Il y a quelque temps de cela, alors que je faisais des emplettes pour ma légendaire soupe minestrone, un monsieur et sa dame m'arrêtent pour me parler d'une vieille chronique sur l'intimidation à l'école. La dame en avait été fort touchée, pour mille raisons.

«Merci, madame, merci, on fait ce qu'on peut... Et vous, monsieur, vous faites quoi?

- Flic. À la SQ.»

Il n'avait pas l'air d'un policier - je veux dire qu'il n'avait pas l'air de sortir de chez Moores. Nous avons commencé à parler d'un tas de trucs impliquant le travail de la police, juste là, dans les allées, à côté des saucisses, entre les clients que nous gênions...

J'ai fini par dire au flic, le plus délicatement du monde, que je ne crois pas que l'escouade Marteau épinglera un jour un gros poisson, le genre de poisson qui, une fois pêché, embarrasse la barque du gouvernement, parce que, bon, voyez-vous, je pense que, enfin, comment dire...

Il a complété ma phrase, avec un sourire résigné:

«Parce que la SQ est une police politique.»

Pas de point d'interrogation. Un fait.

Une police politique soft, pas la Stasi, bien sûr. La SQ ne fait pas les sales jobs de l'État. Mais elle ne mord jamais l'État non plus. Une autre forme de protection...

Ce qui m'amène à cette nouvelle publiée hier dans La Presse: un flic anonyme de la Sûreté du Québec a écrit à Fabrice de Pierrebourg pour lui donner la vision non officielle de l'interne sur ces enquêtes lancées contre des filous du triumvirat politique-fric-construction.

Extrait: «La SQ est une excellente organisation policière. Cependant, j'ai le regret de vous apprendre qu'il n'y aura aucun membre du gouvernement actuel qui sera accusé par la SQ ou l'UPAC. Pourquoi? Dans notre système actuel, il n'y a aucune indépendance entre le pouvoir policier et le pouvoir politique et c'est ce dernier qui dicte ses ordres au DG et aux DGA de la Sûreté.»

En quatre phrases, ce flic résume ce que savent tous les journalistes qui parlent à des flics depuis des mois: la Sûreté du Québec n'a jamais embêté le pouvoir, et elle ne l'embêtera jamais.

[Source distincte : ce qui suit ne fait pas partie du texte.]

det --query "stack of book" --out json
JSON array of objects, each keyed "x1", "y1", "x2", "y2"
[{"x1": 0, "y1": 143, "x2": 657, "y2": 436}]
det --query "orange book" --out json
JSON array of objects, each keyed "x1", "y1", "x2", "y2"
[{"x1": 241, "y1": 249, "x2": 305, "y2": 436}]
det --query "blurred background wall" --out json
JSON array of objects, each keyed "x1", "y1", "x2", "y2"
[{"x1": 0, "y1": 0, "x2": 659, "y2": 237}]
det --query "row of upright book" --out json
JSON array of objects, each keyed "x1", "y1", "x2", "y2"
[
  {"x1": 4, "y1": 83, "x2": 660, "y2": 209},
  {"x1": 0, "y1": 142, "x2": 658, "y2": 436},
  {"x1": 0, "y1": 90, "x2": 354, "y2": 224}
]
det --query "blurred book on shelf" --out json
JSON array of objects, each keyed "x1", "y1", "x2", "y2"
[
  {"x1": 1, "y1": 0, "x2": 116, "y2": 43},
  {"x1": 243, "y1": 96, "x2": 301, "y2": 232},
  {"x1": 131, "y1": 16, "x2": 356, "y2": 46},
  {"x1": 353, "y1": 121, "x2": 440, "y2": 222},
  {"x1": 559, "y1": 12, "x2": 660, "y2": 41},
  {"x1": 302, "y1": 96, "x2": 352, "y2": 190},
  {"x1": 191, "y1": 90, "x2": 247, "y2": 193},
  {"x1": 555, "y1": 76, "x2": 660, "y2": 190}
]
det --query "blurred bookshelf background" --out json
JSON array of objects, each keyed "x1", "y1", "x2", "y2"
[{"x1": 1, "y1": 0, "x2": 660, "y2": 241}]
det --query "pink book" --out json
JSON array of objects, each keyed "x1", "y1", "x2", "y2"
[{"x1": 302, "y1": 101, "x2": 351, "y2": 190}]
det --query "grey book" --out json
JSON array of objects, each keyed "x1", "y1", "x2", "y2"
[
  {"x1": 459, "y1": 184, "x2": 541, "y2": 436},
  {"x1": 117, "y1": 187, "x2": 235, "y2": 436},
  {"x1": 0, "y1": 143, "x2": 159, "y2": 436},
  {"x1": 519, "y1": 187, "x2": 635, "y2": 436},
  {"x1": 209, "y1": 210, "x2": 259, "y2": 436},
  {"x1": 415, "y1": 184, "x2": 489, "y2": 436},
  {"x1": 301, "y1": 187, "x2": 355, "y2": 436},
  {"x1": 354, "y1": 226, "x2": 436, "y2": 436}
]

En quatre phrases, ce flic résume ce qui suinte de l'escouade Marteau, depuis deux ans, hors du cadre rose des communiqués de presse: fouiller dans les banlieues sans conséquence, oui, les boys, allez-y... Mais quand les boys ont des pistes qui remonteraient vers des gens qui pèsent plus lourd politiquement, ouain, ben, les boys, êtes-vous vraiiiiiment sûrs que vos pistes sont sérieuses?

Bien sûr, le porte-parole de la SQ, en lisant ces lignes, va faire la danse du bacon, va s'insurger, déchirer sa chemise, jurer ses grands dieux que «personne n'est à l'abri d'une enquête policière»...

Le hic, c'est que l'histoire des 25, 30 dernières années nous montre le contraire. La Sûreté du Québec ne coffre pas de politiciens, de hauts fonctionnaires ou d'organisateurs politiques de calibre.

De deux choses l'une: ou notre classe politique est exceptionnellement propre et intègre, ou notre police est exceptionnellement castrée et incapable de l'inquiéter, cette classe politique.

Mais, bon, répétez après moi le mantra du premier ministre, que répètent ses moutons libéraux: «Il faut laisser la police faire son travail... Il faut laisser la police faire son travail... Il faut laisser la pol...»

J'ai toujours dit que sacraliser les enquêtes de police, dans ces affaires de mafia qui flirte avec le fric du public et la politique, est un écran de fumée: il arrivera quoi, si un accusé plaide coupable?

Il arrivera ceci: la preuve sera scellée. Inaccessible.

Ce n'est pas une enquête de police, mais prenez l'enquête du DGEQ sur les contributions illégales d'Axor, géant du génie d'ici, aux partis politiques. Pour 150 000$ de fric refilé au PLQ (principalement), au PQ et à l'ADQ. Sous des prête-noms, juste ça!

Pourquoi? Comment ça fonctionnait? Qui a demandé quoi à qui, chez Axor? Qui savait, chez les grands patrons d'Axor?

On ne sait pas. Axor a plaidé coupable. Fin du dossier. On ne saura pas.

Avec une commission d'enquête publique, on pourrait mettre les boss et les employés d'Axor dans un box et leur poser des questions. Sous serment. Remonter des pistes. Faire jaillir la lumière, quoi.

Mais une commission d'enquête publique, ça se contrôle salement moins bien qu'une police politique.